Since Kinky Friedman ran for governor, in 2006, he has written one feature for texas monthly and finished a book about politics. This month marks his return as a back-page columnist (“ Smoke Gets in Your Eyes ”). Fans of Sarah Bird, however, shouldn’t panic; the two are going to alternate months. “When [editor] Evan Smith suggested that arrangement, I said, ‘Hell, I’ll alternate with Jeffrey Dahmer if you pay me enough,’” Friedman says. “I’d say it’s not bad for a Plan II honors program graduate from the University of Texas at Austin, which qualifies you to either sleep under a bridge or run for governor.”
Who says hard work and talent don’t pay off? We offer the tale of Andi Beierman, who started as an intern in our art department in 2006 and became deputy art director this past January. “I’ve always been interested in design,” she says. For four years Beierman worked at the Academy of Oriental Medicine at Austin, where she regularly “borrowed” office copies of the magazine. “I bugged the art director for three months to hire me as an intern.” Now she’s responsible for creating the layouts for a wide range of stories. “The job is a little intimidating,” she says, “but I’m enjoying the challenge.”
Since getting what he calls his breakthrough assignment from texas monthly (see “ Good Vibrations ,” October 2004 ), Brent Humphreys has refined his distinct style—lots of light and staging—and gone on to become one of the magazine world’s sought-after photographers.

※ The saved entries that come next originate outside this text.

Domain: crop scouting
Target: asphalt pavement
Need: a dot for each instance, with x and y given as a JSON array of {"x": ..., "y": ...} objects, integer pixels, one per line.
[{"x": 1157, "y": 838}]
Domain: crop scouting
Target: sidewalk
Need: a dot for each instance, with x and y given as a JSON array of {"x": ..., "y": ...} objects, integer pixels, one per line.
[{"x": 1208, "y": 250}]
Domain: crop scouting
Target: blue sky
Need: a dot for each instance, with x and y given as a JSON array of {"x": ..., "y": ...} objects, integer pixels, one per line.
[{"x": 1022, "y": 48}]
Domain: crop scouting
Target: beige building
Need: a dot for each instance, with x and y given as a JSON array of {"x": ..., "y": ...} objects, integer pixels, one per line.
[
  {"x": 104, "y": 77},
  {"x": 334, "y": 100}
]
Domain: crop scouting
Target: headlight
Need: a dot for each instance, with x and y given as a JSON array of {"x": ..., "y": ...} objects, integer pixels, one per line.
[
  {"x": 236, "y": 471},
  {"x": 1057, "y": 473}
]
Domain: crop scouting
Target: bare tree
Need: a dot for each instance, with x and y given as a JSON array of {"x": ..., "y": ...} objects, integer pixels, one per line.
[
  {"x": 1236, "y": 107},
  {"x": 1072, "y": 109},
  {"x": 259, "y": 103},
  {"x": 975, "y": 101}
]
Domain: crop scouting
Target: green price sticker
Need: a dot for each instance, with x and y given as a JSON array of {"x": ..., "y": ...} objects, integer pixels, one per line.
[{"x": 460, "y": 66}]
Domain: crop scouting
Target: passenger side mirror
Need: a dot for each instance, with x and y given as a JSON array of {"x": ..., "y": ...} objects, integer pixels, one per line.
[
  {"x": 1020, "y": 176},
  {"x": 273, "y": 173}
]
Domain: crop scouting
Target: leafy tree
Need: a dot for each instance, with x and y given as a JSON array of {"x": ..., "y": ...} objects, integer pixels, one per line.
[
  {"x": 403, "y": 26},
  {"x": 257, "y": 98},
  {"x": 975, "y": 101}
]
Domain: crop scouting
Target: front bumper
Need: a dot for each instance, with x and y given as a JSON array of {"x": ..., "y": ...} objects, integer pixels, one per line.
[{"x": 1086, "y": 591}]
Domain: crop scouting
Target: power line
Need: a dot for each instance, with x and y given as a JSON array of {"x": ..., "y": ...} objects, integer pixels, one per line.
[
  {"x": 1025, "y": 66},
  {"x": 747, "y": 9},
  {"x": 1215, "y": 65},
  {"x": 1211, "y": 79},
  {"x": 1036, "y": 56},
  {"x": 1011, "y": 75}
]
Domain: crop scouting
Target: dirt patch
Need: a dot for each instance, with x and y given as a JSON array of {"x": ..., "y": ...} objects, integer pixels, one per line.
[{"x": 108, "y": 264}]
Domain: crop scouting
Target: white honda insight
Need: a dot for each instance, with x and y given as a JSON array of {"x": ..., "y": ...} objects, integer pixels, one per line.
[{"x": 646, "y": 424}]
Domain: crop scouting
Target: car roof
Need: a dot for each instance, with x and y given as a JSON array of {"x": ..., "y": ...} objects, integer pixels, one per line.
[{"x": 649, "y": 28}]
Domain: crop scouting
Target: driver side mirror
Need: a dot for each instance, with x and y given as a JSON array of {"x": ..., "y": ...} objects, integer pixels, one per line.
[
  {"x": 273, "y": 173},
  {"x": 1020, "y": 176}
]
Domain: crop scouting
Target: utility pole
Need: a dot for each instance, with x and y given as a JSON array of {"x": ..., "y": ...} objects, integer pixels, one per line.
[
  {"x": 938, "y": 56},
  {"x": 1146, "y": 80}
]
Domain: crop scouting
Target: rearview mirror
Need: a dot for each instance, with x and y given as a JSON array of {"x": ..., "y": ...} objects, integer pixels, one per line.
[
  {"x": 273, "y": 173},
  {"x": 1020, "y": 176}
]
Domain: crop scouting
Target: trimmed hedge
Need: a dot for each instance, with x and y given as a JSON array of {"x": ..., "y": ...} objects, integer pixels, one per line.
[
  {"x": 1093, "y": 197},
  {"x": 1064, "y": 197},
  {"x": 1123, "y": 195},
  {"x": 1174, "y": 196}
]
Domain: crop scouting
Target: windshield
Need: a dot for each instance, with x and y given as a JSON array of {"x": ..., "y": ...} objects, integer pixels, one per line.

For proof, look at his 2007 travel itinerary: Assignments for the New York Times’ Play Magazine, Wired, Outside, and Field & Stream took him to Patagonia, Russia, France, and Italy; fortunately, we were able to send him to Alpine, where he photographed a 59-year-old college football player in October (“ Untitled Mike Flynt Project ”). “Autumn in West Texas is pretty much the same as springtime in Patagonia, minus all the flowers,” the Austin-based photographer says with a laugh.